EAU CLAIRE — Wages in the Eau Claire metropolitan area are expected to rise faster than the rest of Wisconsin in coming years, according to new economic projections.
The latest forecast released last week for the state’s metro areas shows that overall income earned by residents of Eau Claire and Chippewa counties is expected to rise 8.5% this year, slightly more than the statewide forecast of 8.3%.
Of the 12 metro areas in Wisconsin, Eau Claire’s wage growth was tied for second with Wausau’s, with each behind only the Madison area.
State Revenue Secretary Peter Barca brought the new projections with him during a trip on Thursday to connect with state employees who work in Eau Claire.
The report released last week from the state Department of Revenue shows how much different parts of Wisconsin were hurt last year by the COVID-19 pandemic and how they’re recovering.
For example, overall wages grew by 1% in the Eau Claire metro area, reaching $4.28 billion, according to the report.

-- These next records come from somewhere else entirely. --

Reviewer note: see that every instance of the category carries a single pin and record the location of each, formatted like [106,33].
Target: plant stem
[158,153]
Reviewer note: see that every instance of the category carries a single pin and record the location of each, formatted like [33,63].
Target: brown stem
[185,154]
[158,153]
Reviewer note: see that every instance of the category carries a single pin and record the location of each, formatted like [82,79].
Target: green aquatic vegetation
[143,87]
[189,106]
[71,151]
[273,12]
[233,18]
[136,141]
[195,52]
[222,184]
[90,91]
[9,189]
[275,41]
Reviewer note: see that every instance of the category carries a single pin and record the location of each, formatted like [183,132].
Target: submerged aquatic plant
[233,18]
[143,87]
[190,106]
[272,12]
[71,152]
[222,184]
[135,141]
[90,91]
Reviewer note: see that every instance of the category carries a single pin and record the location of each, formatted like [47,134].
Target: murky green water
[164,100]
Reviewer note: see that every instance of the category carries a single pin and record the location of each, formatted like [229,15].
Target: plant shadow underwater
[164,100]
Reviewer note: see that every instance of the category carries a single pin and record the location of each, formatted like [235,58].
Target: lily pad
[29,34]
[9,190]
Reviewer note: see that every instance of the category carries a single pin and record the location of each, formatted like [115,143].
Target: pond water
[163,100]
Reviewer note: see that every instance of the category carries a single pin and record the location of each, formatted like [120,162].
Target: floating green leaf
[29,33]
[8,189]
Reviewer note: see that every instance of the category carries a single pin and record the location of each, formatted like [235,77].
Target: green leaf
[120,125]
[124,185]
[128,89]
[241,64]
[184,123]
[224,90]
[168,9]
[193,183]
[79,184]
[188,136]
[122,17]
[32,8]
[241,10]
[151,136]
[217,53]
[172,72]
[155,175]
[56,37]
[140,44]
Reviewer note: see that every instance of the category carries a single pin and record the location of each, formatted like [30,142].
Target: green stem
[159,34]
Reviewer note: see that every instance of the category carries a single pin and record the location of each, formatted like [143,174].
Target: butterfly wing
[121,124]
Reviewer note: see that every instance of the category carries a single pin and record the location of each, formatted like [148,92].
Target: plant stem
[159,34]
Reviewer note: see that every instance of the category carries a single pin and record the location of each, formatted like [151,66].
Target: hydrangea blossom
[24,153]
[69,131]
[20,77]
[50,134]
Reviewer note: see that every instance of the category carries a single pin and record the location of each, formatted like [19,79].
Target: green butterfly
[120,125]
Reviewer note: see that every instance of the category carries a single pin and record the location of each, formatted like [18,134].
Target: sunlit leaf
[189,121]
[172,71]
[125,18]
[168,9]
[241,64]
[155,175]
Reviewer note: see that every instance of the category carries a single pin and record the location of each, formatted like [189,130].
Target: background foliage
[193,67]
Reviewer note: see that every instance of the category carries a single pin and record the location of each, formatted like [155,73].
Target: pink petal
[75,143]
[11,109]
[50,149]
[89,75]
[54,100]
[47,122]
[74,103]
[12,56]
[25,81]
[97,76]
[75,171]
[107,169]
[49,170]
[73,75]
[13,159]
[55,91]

However, this was notably slower growth than the 3.7% and 4.9% seen in the two previous years.
Exceptional wage growth forecast this year has been attributed to companies seeing higher demand as the economy surged back from the pandemic lull and has had to compete for workers by offering better pay.
“It’s become much more of an employee’s market,” Barca said.
Though not quite the same jump as this year, wages are still anticipated to see strong growth in 2022, based on the projections.
Wages for the workforce in the Eau Claire area are expected to grow by 5.7% next year, behind only the 6.2% forecast for the Madison area and ahead of the state’s overall 5.2%.
But along with the encouraging predictions for area workers, the Department of Revenue is also cautioning that the figures need the pandemic to be under control to come true.
“Much of this is still public health dependent,” Barca said.
His department announced earlier this year that revenue collections for the recently completed fiscal year were 11.6% ahead of the previous one, which was hampered by the onset of the pandemic.
For the year ending this June, the state took in nearly $19.6 billion in various taxes, up from $17.5 billion from the prior fiscal year.
Significant growth was reported in income, sales and corporate taxes, which Barca pointed to as evidence of the state’s rebound from the economic hit the pandemic dealt in spring 2020.
“These are the ones that really tell the story,” he said, pointing to increased collections for those tax categories.
Nonpartisan research group Wisconsin Policy Forum took note of another category of state taxes showing that residents also bought much more alcohol between July 2020 to this June than prior years.
The state received $73.8 million in excise taxes on alcoholic beverages in the recent fiscal year — a 16.6% increase from the previous year and the biggest increase seen since 1972. (In 1972, there were tax increases on wine and liquor and the legal drinking age lowered, the report noted.)
The research group surmised that the rise in alcohol was tied to people dealing with pressures caused by the pandemic.
“For individuals, this period also may have generated increased stress about personal health and the health of loved ones, lost or reduced employment, fewer work or leisure activities, and challenges with school and child care,” the Wisconsin Policy Forum’s report stated. “During such a period, it is perhaps unsurprising that alcohol sales increased in Wisconsin.”
But the researchers also noted that excessive alcohol use is a leading public health concern in this state and it will be important to monitor sales to determine if the surging sales were a one-time byproduct of the pandemic or start of a trend.
As for the additional money brought in by the higher alcohol sales, the research group notes that while it is $10.5 million more than last year, it’s not a lot when looking at the overall state budget.
It is part of the nearly $2 billion in additional tax revenue being brought in, which Barca said will help strengthen the state’s surplus, boost its “rainy-day” fund and improve Wisconsin’s bond rating.